Finalmente anche in Italia possiamo vedere al cinema Longlegs, il nuovo film del regista primogenito dell’attore Anthony Perkins, Osgood PerkinsOz per gli amici – anche soggettista e sceneggiatore del film. Finalmente potrebbe non dire molto ad alcuni spettatori, perché la bolla social di una parte di pubblico potrebbe non aver intercettato il fenomeno mediatico creato ad hoc dalla casa distributrice Neon che – in breve – ha sfruttato il miglior tipo di strategia promozionale per film horror consacrato dall’ingegno dei distributori di The Blair Witch Project ormai venticinque anni fa: Neon ha creato una campagna marketing virale con l’obiettivo di rivelare il meno possibile del film, partendo addirittura dal titolo dove alcuni teaser trailer presentavano solo simboli misteriosi, passando al plot lasciato abbastanza indecifrabile anche nei trailer più estesi e arrivando al pezzo da novanta per cui la cinefilia e gli appassionati di horror più agguerriti scalpitavano da mesi: Nicolas Cage. Si scrive il suo nome e non quello del personaggio che interpreta – Longlegs, ça va sans dire, il killer spietato del titolo – perché quello che incuriosiva tutti non era tanto cosa avrebbe fatto il suo personaggio ma come l’attore lo avrebbe interpretato. Nei vari materiali promozionali Neon ha saggiamente deciso di anticipare poco o nulla del personaggio in azione e soprattutto della sua presenza scenica, limitandosi scientemente a un poster in cui vedevamo solo dei tratti del viso di Cage che sfumavano in modo affascinante nel rosso emoglobina dello sfondo e qualche rapidissimo fotogramma nell’ultimo trailer rilasciato.
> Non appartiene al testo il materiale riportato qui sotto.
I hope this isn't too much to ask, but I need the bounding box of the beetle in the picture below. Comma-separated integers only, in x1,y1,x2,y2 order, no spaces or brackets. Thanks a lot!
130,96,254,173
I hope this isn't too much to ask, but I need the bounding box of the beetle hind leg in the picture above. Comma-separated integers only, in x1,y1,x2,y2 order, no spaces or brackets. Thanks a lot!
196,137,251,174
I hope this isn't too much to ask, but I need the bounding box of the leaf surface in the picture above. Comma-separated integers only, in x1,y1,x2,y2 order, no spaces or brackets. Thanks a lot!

Insomma, gli analisti di marketing hanno pane per i loro denti – e ne avranno per il futuro, visto che Longlegs al momento sfiora quota 110 milioni al botteghino su un budget di meno di dieci milioni.

L’unica anticipazione del personaggio di Cage era questo poster promozionale

Passando dal marketing alla critica, nella storia dell’agente FBI Lee Harker (Maika Monroe) che nell’Oregon degli anni ‘90 deve indagare su una serie di oscuri omicidi-suicidi compiuti tra il 1974 e il 1992, a conti fatti la cosa veramente più riuscita e d’impatto è il Longlegs di Nicolas Cage, coerentemente col titolo del film: il lavoro di Perkins, che oscilla tra il filone del noir della frustrazione e l’horror a sfondo esoterico-satanista, ha tutto l’armamentario di entrambi i generi, con le foto appese in ogni angolo d’ufficio, i quaderni con i mille appunti, i codici da decifrare, i fili rossi da unire per far quadrare qualcosa nel caos angosciante e quindi, ovviamente, anche l’angoscia su cui Perkins punta tanto, per non dire tutto, dal momento che la forza di Longlegs non è certamente il plot ma piuttosto l’atmosfera opprimente che carica la tensione sin dal primo minuto per lasciarla costante, senza picchi d’esplosione; sempre sul lato horror troviamo espedienti tipici della dimensione più ludica del filone dell’occulto, come una (inquietantissima) bambola, ma anche brevi frame conturbanti che celano il sottotesto demoniaco, gli stessi con cui il genere si diverte a titillare il pubblico sin dalle fugaci apparizioni di Satana in Rosemary’s Baby – Nastro rosso a New York (ma si potrebbero citare anche le celeberrime comparsate di Pazuzu ne L’esorcista, quelle di Bughuul in Sinister, del demone rosso in Insidious, di Paimon in Hereditary – Le radici del male e via dicendo). Tornando a Cage, in tutto questo è proprio lui a dominare la scena, come sempre, d’altronde, quando il regista di turno riesce ad affidargli un ruolo che permetta al suo istrionismo anarchico e sopra le righe di fluire libero. La cosa più curiosa è che se cronometriamo il time screening del killer arriviamo forse a una manciata di minuti, eppure sulla scia degli insegnamenti dello Squalo, che in questo senso ha fatto storia, la sua presenza è costante, non ci abbandona mai, quando non è sullo schermo è come se fosse nella poltrona accanto a noi per ricordarci che ci sta osservando e, invece, quando appare fa tutto ciò che deve per rimarcare chi è che comanda.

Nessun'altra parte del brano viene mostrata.